The Temple Incident (Mark 11:15-18)
The incident where Jesus drives out the vendors and money changers from the temple has mercantile overtones. There is a debate over the precise significance of this action, both in terms of the individual Gospel accounts and in terms of the Historical Jesus tradition.[1] Certainly, Jesus aggressively drives out those who are engaging in trade in the temple courts, whether selling clean animals and birds for sacrifice or exchanging appropriate coinage for temple offerings. It has been suggested that this is a protest over the extortionate rates being charged by those involved in the trade, and thus the abuse of the poor as they come to make offerings.[2] Alternatively, it has been seen as a rejection of the annual half-shekel temple tax.[3] Finally, it has been interpreted as a prophetic sign act, disrupting the processes of the temple as a foreshadowing of its coming destruction.[4]

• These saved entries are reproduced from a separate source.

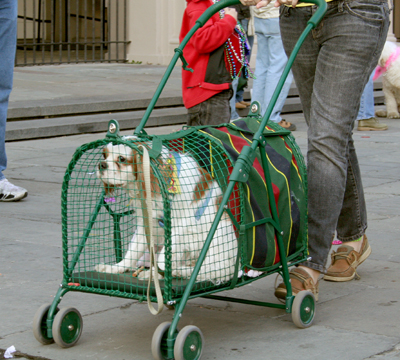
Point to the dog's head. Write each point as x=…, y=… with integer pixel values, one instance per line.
x=388, y=49
x=118, y=168
x=122, y=167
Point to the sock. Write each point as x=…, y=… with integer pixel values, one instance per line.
x=357, y=239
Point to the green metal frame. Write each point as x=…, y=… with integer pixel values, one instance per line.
x=239, y=175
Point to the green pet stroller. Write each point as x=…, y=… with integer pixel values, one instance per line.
x=166, y=219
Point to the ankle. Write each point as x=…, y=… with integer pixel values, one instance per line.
x=313, y=273
x=356, y=244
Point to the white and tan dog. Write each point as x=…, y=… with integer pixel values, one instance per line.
x=389, y=67
x=194, y=199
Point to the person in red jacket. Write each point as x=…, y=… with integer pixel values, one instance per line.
x=206, y=91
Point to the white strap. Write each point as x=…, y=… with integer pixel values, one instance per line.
x=148, y=221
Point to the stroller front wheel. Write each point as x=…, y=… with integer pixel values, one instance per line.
x=303, y=309
x=189, y=343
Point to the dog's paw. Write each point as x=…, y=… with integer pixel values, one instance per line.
x=112, y=269
x=145, y=275
x=393, y=115
x=182, y=272
x=381, y=113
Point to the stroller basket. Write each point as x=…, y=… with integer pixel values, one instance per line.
x=169, y=218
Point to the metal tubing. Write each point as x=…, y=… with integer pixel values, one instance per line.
x=85, y=235
x=199, y=262
x=244, y=301
x=51, y=313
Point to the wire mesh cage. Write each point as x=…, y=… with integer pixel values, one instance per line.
x=106, y=224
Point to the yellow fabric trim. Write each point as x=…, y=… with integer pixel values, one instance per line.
x=174, y=185
x=306, y=4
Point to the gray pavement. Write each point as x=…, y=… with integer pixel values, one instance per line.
x=354, y=320
x=73, y=99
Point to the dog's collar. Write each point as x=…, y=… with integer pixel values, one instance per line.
x=382, y=69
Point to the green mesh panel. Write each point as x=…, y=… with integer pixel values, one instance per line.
x=99, y=221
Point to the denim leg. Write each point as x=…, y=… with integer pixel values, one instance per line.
x=232, y=101
x=8, y=39
x=331, y=71
x=270, y=62
x=367, y=104
x=250, y=40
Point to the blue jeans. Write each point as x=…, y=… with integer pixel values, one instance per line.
x=213, y=111
x=331, y=71
x=250, y=39
x=367, y=102
x=238, y=95
x=270, y=62
x=8, y=45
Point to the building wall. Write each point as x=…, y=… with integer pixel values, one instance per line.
x=153, y=30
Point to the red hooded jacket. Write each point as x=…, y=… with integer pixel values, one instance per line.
x=205, y=54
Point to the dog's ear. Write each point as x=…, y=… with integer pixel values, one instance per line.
x=108, y=189
x=139, y=175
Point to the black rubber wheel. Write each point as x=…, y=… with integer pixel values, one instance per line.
x=159, y=341
x=40, y=326
x=303, y=309
x=67, y=327
x=189, y=343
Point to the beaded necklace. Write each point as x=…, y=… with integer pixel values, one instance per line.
x=231, y=54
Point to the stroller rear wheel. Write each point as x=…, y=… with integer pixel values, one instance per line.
x=67, y=327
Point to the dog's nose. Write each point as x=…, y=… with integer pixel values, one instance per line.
x=103, y=165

Assuming we equate the temple to the church in today’s environment, the incident is mostly outside our scope, which is non-church-related work. We can note, though, that the incident does cast a dim light on those would attempt to use the church to secure workplace advantages for themselves. To join or use a church in order to gain a favoured business position is both commercially damaging for the community and spiritually damaging for the individual. By no means do we mean that churches and their members should avoid helping each other become better workers. But if the church becomes a commercial tool, its integrity is damaged and its witness clouded.

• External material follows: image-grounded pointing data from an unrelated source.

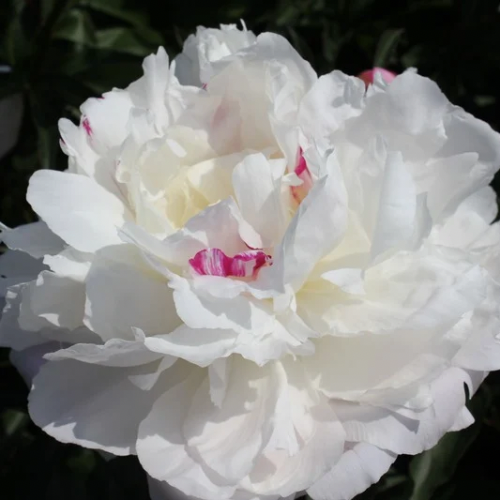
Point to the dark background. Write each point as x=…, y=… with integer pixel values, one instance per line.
x=63, y=51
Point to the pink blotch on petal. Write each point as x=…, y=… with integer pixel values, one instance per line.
x=86, y=126
x=303, y=173
x=214, y=262
x=369, y=75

N.T. Wright, Jesus and the Victory of God (London: SPCK, 1996), 413-428; and more recently, J. Klawans, Purity, Sacrifice and the Temple: Symbolism and Supersessionism in the Study of Ancient Judaism (New York: Oxford University Press, 2005), 213-245.

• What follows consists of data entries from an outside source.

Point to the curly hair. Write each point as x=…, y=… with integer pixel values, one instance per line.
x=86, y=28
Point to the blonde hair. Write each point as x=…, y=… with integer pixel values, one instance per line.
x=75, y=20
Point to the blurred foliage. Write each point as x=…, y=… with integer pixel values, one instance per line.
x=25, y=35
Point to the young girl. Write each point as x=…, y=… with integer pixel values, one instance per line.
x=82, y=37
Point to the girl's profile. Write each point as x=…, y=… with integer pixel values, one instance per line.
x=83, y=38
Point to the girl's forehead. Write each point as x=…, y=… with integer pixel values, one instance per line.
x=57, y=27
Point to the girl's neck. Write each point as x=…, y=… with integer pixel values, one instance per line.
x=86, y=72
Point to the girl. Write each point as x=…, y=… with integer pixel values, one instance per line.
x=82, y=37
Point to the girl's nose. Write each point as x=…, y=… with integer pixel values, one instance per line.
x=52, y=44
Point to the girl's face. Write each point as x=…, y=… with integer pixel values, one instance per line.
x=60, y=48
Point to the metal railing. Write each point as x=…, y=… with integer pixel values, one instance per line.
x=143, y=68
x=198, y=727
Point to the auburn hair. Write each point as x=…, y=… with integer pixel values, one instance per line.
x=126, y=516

Craig A. Evans, “Jesus’ Action in the Temple,” in C.A. Evans and B. Chilton, eds., Jesus in Context: Temple, Purity and Restoration (Leiden: Brill, 1997), 395-440, esp., 419-28. Evans surveys various strands of evidence that the priests were widely regarded as greedy and corrupt. His argument is set in opposition to E.P. Sanders, Jesus and Judaism (London: SCM; Philadelphia: Fortress, 1985), 61-76. Evans’s arguments are, in turn, challenged by Klawans, Purity, Sacrifice and the Temple, 225-229.
R.J. Bauckham, “Jesus’ Demonstration in the Temple,” in B. Lindars, ed., Law and Religion: Essays on the Place of the Law in Israel and Early Christianity (Cambridge: James Clarke, 1988), 72-89, esp., 73-4.
Wright, Jesus and the Victory of God, 413-428; Sander, Jesus and Judaism, 61-76.